Page:Voltaire - Œuvres complètes Garnier tome6.djvu/370

Le texte de cette page a été corrigé et est conforme au fac-similé.
360
CHARLOT.
JULIE.

Ce n’est pas lui.

BABET, allant et venant.
C’est lui.
GUILLOT.
Je m’y connais fort bien.

Tout le monde m’a dit : C’est lui ; la chose est claire.
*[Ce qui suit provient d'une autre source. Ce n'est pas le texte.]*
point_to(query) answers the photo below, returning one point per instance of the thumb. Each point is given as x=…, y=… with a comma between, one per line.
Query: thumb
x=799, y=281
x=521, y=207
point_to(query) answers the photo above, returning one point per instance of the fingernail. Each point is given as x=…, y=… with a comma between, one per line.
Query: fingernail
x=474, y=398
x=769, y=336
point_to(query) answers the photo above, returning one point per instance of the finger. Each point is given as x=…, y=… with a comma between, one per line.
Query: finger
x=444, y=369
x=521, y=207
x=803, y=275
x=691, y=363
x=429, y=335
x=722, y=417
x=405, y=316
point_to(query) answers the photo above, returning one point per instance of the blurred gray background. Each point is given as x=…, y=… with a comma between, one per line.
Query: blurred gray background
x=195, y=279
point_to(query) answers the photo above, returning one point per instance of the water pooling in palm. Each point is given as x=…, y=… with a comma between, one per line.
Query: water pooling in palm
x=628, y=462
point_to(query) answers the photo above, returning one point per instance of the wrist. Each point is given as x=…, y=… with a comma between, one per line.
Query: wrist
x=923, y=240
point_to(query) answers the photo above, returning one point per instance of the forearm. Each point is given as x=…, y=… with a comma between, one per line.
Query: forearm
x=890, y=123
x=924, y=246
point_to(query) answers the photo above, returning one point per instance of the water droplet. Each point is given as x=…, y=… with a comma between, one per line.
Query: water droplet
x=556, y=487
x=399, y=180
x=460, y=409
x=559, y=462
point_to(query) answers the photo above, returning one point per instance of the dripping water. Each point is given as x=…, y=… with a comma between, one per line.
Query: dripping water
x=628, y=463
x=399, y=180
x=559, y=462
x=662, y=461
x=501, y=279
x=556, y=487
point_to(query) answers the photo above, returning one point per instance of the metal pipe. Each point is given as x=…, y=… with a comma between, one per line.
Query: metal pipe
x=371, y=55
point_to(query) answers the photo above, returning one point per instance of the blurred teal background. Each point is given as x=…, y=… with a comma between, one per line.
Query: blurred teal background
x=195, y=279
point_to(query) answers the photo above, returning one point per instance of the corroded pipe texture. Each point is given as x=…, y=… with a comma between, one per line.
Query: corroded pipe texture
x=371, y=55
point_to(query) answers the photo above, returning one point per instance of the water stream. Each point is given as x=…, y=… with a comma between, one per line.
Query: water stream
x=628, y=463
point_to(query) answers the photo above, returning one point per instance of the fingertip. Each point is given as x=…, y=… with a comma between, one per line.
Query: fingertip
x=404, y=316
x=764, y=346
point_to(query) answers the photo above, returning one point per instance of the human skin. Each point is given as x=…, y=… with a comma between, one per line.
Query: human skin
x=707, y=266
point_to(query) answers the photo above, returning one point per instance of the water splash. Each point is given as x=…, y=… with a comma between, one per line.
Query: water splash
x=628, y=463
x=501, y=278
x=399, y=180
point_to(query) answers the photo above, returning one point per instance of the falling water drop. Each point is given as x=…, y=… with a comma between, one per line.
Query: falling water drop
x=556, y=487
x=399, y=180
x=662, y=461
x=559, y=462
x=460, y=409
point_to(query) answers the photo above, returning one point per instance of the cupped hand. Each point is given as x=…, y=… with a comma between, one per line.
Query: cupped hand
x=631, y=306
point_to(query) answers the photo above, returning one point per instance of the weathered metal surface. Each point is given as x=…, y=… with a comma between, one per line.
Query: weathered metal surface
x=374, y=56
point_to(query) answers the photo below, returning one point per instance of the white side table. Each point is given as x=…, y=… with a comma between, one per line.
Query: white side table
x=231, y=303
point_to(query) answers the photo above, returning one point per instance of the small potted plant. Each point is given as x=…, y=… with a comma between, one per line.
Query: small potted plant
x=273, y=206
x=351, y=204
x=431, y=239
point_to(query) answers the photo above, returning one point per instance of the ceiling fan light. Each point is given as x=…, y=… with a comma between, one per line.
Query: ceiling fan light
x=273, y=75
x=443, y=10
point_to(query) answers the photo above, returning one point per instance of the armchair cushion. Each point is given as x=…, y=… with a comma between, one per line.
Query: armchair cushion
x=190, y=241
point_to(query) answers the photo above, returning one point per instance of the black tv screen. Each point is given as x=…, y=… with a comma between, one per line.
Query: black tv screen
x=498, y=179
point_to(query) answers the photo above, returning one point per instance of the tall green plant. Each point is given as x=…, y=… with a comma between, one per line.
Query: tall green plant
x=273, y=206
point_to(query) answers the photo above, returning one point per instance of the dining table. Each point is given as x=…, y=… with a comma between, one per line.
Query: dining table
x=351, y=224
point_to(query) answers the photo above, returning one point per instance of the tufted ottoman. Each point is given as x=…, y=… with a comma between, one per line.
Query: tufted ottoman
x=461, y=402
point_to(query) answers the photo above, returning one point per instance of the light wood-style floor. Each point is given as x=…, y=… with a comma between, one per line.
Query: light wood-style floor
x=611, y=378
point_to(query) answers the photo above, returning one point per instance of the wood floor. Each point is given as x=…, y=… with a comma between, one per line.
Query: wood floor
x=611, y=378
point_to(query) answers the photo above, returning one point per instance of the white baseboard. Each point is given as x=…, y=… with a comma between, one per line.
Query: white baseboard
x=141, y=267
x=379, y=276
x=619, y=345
L’INTENDANT, arrivant à pas comptés.

Ils se sont tous trompés selon leur ordinaire.
Madame, un postillon que j’avais fait partir
Pour s’informer au juste, et pour vous avertir.
Vous ramenait en hâte une troupe altérée,
Moitié déguenillée, et moitié surdorée,
D’excellents pâtissiers, d’acteurs italiens,
Et des danseurs de corde, et des musiciens,
Des flûtes, des hautbois, des cors, et des trompettes,
Des faiseurs d’acrostiche, et des marionnettes.
Tout le monde a crié le roi sur les chemins ;
On le crie au village, et chez tous les voisins ;
Dans votre basse-cour on s’obstine à le croire ;
Et voilà justement comme on écrit l’histoire[1].

GUILLOT.

Nous voilà tous bien sots !

LA COMTESSE.

Mais quand vient-il ?

L’INTENDANT.

Ce soir.

LA COMTESSE.

Nous aurons tout le temps de le bien recevoir.
Mon fils, donnez la main à la belle Julie.
Bonsoir, Charlot.

LE MARQUIS.
Mon Dieu, que ce Charlot m’ennuie !

(Ils sortent : la comtesse reste avec la nourrice.)

LA COMTESSE.

Viens, ma chère nourrice, et ne soupire plus.
À bien placer ton fils mes vœux sont résolus :
Il servira le roi ; je ferai sa fortune :
Je veux que cette joie à nous deux soit commune.

  1. Vers devenu proverbe. Tout le couplet est, du reste, une fine satire de la cour. (G.A.)